ROMA - Questa sera il pm Giovanni Salvi sarà ascoltato in seduta segreta dalla Commissione stragi sui possibili collegamenti tra il caso Gladio e il sequestro Moro e sugli ultimi sviluppi delle indagini della Procura di Roma sull’assassinio dello statista dc. Mentre una relazione del giudice Bonfigli, depositata ieri, mette nuovamente in luce il ruolo del direttore d’orchestra russo Igor Markevitch. L’ex direttore del Servizio segreto militare, ammiraglio Fulvio Martini, rivela al Corriere un episodio assolutamente inedito di quei terribili 55 giorni. E fornisce per la prima volta una testimonianza diretta di un possibile legame tra Gladio e il caso Moro. Durante il sequestro dello statista, Martini, incaricato dal governo di stabilire se Moro era a conoscenza di segreti vitali per la sicurezza dello Stato, si accorse che nella cassaforte del ministro della Difesa non c’era un documento riguardante Gladio.
E’ possibile che quelle carte, uscite dalla cassaforte di Palazzo Baracchini, siano finite nelle mani delle Brigate rosse come possibile «merce di scambio» con lo statista prigioniero? Sono quelle carte «l’altro ostaggio» ipotizzato dal presidente della Commissione, Giovanni Pellegrino, che apparati dello Stato cercarono di recuperare mentre era in corso la trattativa per la salvezza del presidente della Dc?
Ammiraglio, ci spieghi come andò.
«In pratica ero il numero due del Sismi, diretto dal generale Santovito, ed ero anche caporeparto operativo per l’estero. Era l’aprile del 1978, durante il sequestro di Aldo Moro, ero stato incaricato dal governo di fare un’inchiesta per cercare di capire se Moro, sotto interrogatorio da parte delle Brigate Rosse, potesse essere in grado di svelare segreti di Stato relativi alla politica estera o alla sicurezza militare. Ebbi un’assicurazione scritta dalla Farnesina e dal ministero della Difesa che Moro non era a conoscenza di grandi segreti e quindi, anche se avesse parlato, non avrebbe potuto portare gravi danni. Nel corso di questa stessa inchiesta (siamo nella primavera del ’78) mi dissero che Moro non era mai stato "indottrinato" sull’esistenza di Stay Behind (che era uno degli argomenti specifici che io dovevo appurare), cioè che non era stato mai informato ufficialmente della presenza in Italia della struttura segreta della Nato».
E allora come mai nel memoriale di Moro c’è un’indicazione abbastanza precisa su Gladio?
«Quando, nell’autunno ’90, furono ritrovate le carte del covo di via Montenevoso, il pm di Roma Franco Ionta mi fece vedere una delle carte di Moro trovate a Milano in cui accennava ad un’organizzazione segreta della Nato che avrebbe potuto essere identificata con Stay Behind, e mi chiese se, secondo me, Moro si riferiva alla Gladio.
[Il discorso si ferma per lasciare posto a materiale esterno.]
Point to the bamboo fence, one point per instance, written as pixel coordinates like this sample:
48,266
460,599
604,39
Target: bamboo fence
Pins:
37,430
Risposi che probabilmente poteva essere così, perché, forse, ne era stato informato da qualcuno del suo partito».
Il ministro della Difesa dell’epoca, Attilio Ruffini, sapeva di Stay Behind?
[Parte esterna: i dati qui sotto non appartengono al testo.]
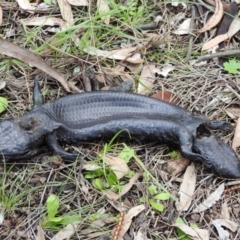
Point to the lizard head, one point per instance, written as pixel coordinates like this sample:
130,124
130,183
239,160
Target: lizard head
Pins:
21,137
217,155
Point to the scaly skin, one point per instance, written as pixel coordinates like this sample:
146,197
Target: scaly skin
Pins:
88,116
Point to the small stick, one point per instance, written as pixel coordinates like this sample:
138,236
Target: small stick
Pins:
219,54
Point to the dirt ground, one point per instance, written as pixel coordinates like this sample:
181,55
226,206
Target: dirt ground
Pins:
76,46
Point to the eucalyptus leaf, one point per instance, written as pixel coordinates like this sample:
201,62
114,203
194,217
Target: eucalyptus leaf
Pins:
155,205
162,196
3,104
52,206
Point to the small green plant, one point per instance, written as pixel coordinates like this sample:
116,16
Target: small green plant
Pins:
104,178
54,222
155,197
182,235
3,104
232,66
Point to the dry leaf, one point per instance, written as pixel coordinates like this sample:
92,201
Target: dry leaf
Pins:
224,211
66,12
118,165
103,8
78,2
25,4
233,29
30,58
119,54
227,224
215,19
127,220
167,97
113,196
184,27
90,167
215,41
176,3
2,84
164,70
2,211
187,189
147,79
1,15
233,113
44,21
141,234
236,138
222,233
176,166
66,232
211,200
195,234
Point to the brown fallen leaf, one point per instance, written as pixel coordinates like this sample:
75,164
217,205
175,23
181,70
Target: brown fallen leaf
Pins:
103,8
167,97
195,234
184,27
1,15
66,232
233,29
32,59
225,211
211,200
25,5
127,220
78,2
215,41
147,79
118,165
236,138
66,12
215,19
227,224
44,21
233,113
187,189
177,166
113,196
118,54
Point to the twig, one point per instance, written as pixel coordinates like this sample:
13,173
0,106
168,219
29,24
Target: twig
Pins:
219,54
233,91
226,7
192,25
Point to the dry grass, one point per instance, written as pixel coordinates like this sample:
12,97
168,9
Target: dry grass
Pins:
197,87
«Certamente. Ma quando feci l’indagine, nel ’78, riscontrai che il documento di passaggio delle consegne tra lui e il suo precedessore, il ministro Lattanzio, in relazione all’organizzazione Gladio non era nella sua cassaforte».
E cosa avvenne allora?
«In una riunione al Viminale, presente il ministro dell’Interno, Francesco Cossiga, e altri 6-7 testimoni, riferii quello che risultava sulle conoscenze di Moro e consegnai le dichiarazioni del segretario generale della Farnesina, Malfatti, e del Capo di Stato Maggiore della Difesa, Viglione. Feci anche notare a Ruffini che nella sua cassaforte mancava il documento di passaggio di consegne sulla Gladio. Era un particolare che non era irrilevante, ma che non c’entrava niente con gli accertamenti in relazione a Moro».
Forse questa valutazione poteva valere all’epoca, ma non dopo le scoperte di Montenevoso. Come doveva essere questo documento? Un foglio, venticinque fogli?
«Non lo so perché non l’ho visto. So solo che doveva trattare l’argomento Stay Behind».
Lei pochi mesi dopo quell’episodio, in agosto, lasciò il Sismi.
«Sì, avevo avuto quello scontro con il ministro e poi c’erano stati altri episodi che mi indussero a cambiare aria. Giurai a me stesso che non avrei più rimesso piede nel Servizio. Non fu così perché venni nominato direttore del Sismi nell’84, ma andarmene allora fu una scelta saggia: mi mise al riparo da un certo numero di problemi che di lì a poco coinvolsero il servizio».